Across Europe, the political climate hardens further. Far-right and identitarian movements gain ground in France, the Netherlands, Germany, Italy, and the United Kingdom. Their rhetoric is no longer marginal; it is normalized. Concepts like “replacement,” “civilizational threat,” and cultural purity re-enter mainstream discourse, carefully laundered for parliamentary respectability. This is not mere electoral turbulence. It is the defensive reflex of a civilization anxious about losing its symbolic monopoly on universality.

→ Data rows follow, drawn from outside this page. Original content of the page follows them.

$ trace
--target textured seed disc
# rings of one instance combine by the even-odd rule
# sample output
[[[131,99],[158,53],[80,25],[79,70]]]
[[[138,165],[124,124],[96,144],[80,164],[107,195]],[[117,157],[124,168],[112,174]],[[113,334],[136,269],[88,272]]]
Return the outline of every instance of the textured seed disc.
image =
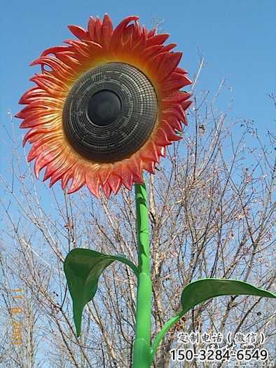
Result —
[[[110,62],[73,86],[62,114],[64,130],[82,156],[99,163],[130,157],[147,141],[158,102],[147,77],[127,64]]]

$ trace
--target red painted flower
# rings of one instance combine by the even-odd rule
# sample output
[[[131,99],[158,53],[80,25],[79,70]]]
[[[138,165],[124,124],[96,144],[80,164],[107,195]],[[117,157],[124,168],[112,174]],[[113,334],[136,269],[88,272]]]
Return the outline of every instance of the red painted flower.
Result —
[[[165,148],[181,139],[176,131],[187,124],[191,84],[177,65],[181,53],[164,45],[168,34],[155,34],[137,22],[124,19],[113,29],[111,20],[90,18],[87,30],[71,25],[78,39],[42,53],[31,65],[41,73],[30,80],[36,86],[19,103],[27,106],[16,116],[29,128],[23,144],[32,144],[38,177],[51,186],[70,182],[68,193],[86,184],[99,197],[109,198],[122,184],[131,189],[143,182],[142,172],[153,173]]]

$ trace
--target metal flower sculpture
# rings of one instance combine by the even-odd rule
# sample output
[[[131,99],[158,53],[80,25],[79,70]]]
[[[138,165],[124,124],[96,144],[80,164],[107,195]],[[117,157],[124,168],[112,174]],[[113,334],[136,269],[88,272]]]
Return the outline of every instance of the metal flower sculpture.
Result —
[[[181,139],[176,130],[187,123],[191,103],[179,91],[191,83],[178,67],[182,54],[163,44],[169,34],[148,32],[138,19],[115,29],[108,15],[90,18],[87,30],[69,26],[78,40],[31,64],[42,72],[31,78],[36,86],[20,99],[27,106],[16,116],[29,128],[28,161],[36,159],[37,177],[46,168],[50,186],[61,179],[64,189],[71,179],[68,193],[86,184],[109,198],[122,184],[142,183],[143,170],[153,173],[165,147]]]
[[[99,197],[109,198],[122,185],[135,184],[137,266],[122,255],[75,248],[64,268],[73,300],[76,334],[81,334],[85,305],[94,297],[99,278],[115,261],[130,266],[137,278],[134,368],[149,368],[162,339],[170,327],[200,303],[220,295],[247,294],[275,298],[247,282],[203,279],[186,285],[179,313],[167,321],[151,341],[152,286],[146,186],[143,170],[153,173],[160,156],[181,139],[181,123],[191,84],[178,67],[181,53],[175,43],[164,45],[168,34],[156,34],[138,23],[123,20],[113,30],[109,15],[90,18],[87,30],[69,26],[78,40],[48,48],[31,64],[41,73],[31,79],[36,86],[20,100],[27,106],[16,116],[29,130],[23,143],[32,144],[28,161],[35,159],[38,177],[46,168],[50,186],[62,181],[68,193],[84,185]]]

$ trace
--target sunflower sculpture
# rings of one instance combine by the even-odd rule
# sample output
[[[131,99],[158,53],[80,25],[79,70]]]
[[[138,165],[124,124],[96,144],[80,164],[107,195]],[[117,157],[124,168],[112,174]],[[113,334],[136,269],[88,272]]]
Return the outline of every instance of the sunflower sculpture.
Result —
[[[58,180],[68,193],[83,185],[97,197],[109,198],[124,185],[142,183],[142,172],[153,173],[166,146],[181,139],[191,84],[178,67],[182,53],[164,45],[169,34],[156,34],[124,19],[115,29],[108,15],[90,18],[88,29],[69,29],[78,39],[48,48],[31,65],[42,71],[31,78],[36,86],[20,104],[16,116],[29,128],[24,144],[32,147],[39,177],[50,186]]]
[[[164,45],[168,34],[156,34],[138,22],[124,19],[113,29],[105,15],[90,18],[88,29],[71,25],[78,39],[48,48],[31,65],[41,73],[31,79],[36,86],[20,103],[27,106],[16,116],[29,128],[23,144],[32,144],[28,161],[34,172],[46,168],[50,186],[58,180],[74,193],[86,185],[99,197],[117,193],[122,184],[135,184],[137,265],[122,255],[104,254],[75,248],[64,269],[73,300],[76,335],[81,334],[85,305],[94,297],[99,278],[113,261],[130,267],[137,278],[133,368],[149,368],[166,332],[195,306],[220,295],[275,295],[247,282],[202,279],[186,285],[179,313],[167,321],[153,341],[151,336],[152,285],[146,186],[143,170],[153,173],[166,147],[181,139],[181,123],[190,94],[181,88],[191,84],[178,67],[181,53]],[[69,184],[70,183],[70,184]]]

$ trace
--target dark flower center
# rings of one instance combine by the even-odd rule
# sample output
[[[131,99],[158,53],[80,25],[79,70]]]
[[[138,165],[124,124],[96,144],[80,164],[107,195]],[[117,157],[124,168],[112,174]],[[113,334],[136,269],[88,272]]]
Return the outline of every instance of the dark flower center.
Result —
[[[120,99],[116,93],[110,90],[100,90],[88,101],[89,118],[96,125],[109,125],[118,118],[120,106]]]

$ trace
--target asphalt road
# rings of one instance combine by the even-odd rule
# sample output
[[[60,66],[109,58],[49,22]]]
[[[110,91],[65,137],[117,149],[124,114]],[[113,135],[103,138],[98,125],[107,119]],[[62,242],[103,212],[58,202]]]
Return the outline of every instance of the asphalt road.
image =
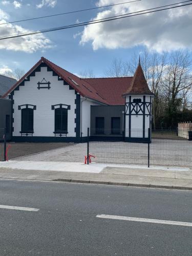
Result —
[[[0,181],[2,255],[191,255],[192,227],[96,218],[192,223],[192,192]]]

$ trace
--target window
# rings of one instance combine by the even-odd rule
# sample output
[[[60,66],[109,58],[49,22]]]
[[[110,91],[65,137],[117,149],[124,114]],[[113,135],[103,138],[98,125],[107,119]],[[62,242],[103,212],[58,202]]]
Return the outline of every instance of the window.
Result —
[[[68,109],[55,109],[55,133],[67,133]]]
[[[10,132],[10,116],[6,115],[6,132],[7,134],[8,134]]]
[[[141,99],[134,99],[133,102],[134,103],[140,103],[141,102]]]
[[[22,133],[33,133],[33,109],[22,109]]]
[[[112,134],[120,134],[120,117],[111,118],[111,133]]]
[[[104,134],[104,117],[96,117],[95,134]]]

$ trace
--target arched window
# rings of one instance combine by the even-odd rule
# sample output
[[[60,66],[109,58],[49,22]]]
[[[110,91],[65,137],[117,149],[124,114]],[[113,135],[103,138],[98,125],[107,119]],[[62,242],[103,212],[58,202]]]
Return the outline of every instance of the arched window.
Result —
[[[25,104],[18,106],[18,110],[22,111],[22,131],[20,133],[22,134],[31,134],[33,135],[34,133],[33,129],[33,112],[36,110],[36,105],[31,105],[30,104]]]
[[[22,109],[22,133],[33,133],[33,109]]]
[[[55,109],[55,133],[68,132],[68,109]]]

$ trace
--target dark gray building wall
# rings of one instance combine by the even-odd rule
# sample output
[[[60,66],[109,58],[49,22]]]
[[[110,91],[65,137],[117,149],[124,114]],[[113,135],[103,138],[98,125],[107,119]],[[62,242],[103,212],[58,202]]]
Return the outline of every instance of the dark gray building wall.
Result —
[[[123,131],[124,105],[116,106],[91,106],[91,136],[122,136]],[[123,113],[122,113],[123,112]],[[95,134],[96,118],[104,117],[104,132],[103,135]],[[112,134],[111,118],[120,117],[120,133],[119,135]]]
[[[9,132],[7,134],[8,140],[11,139],[12,135],[12,101],[10,99],[0,98],[0,136],[1,140],[3,139],[2,135],[4,134],[3,129],[6,126],[6,115],[9,116]],[[7,116],[7,118],[9,117]]]

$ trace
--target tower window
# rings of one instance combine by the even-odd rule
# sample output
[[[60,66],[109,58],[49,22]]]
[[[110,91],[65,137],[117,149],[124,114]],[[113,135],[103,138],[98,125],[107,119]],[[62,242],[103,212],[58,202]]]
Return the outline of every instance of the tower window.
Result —
[[[134,99],[133,102],[133,103],[141,103],[141,99]]]

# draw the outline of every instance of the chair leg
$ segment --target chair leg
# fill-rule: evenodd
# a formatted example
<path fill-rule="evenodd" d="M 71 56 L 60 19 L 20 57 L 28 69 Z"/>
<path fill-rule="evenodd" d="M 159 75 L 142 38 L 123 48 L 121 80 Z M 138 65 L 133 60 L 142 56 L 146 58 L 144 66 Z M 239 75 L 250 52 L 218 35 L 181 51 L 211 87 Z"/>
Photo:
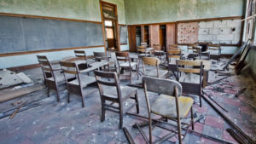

Let us be precise. This is not an indictment of the West as a culture, nor a denial of its intellectual, scientific, or philosophical contributions. It is a rejection of its self-mythology—specifically, the myth of moral innocence. A system that claims universality while practicing selectivity is not universal. It is imperial, albeit in moral form.

What distinguishes the present moment is that the illusion no longer holds. Comparisons are instantaneous. Archives are public. Contradictions are documented in real time. The Global South, long spoken for, now speaks back. It observes that international law carries a passport, that human rights have preferred beneficiaries, and that freedom often functions as an exclusive franchise rather than a shared principle.

The most dangerous illusion today is not Western power itself, but Western righteousness. Power can be contested, resisted, and eventually rebalanced. Righteousness that refuses self-examination becomes untouchable—and therefore unaccountable.

The question, then, is not whether the West will confess. Power rarely does. The real question is whether the rest of the world will continue to accept the role assigned to it: the perpetual “other,” required to prove its humanity, its moderation, its worth. Or whether it will assert a simpler, more radical truth—one that requires no civilizational endorsement at all.

That dignity is not granted by proximity to power.
That life does not require cultural resemblance to matter.
And that universality, if it is to mean anything, must finally apply to everyone.

Laala Bechetoula is an independent Algerian writer and analyst.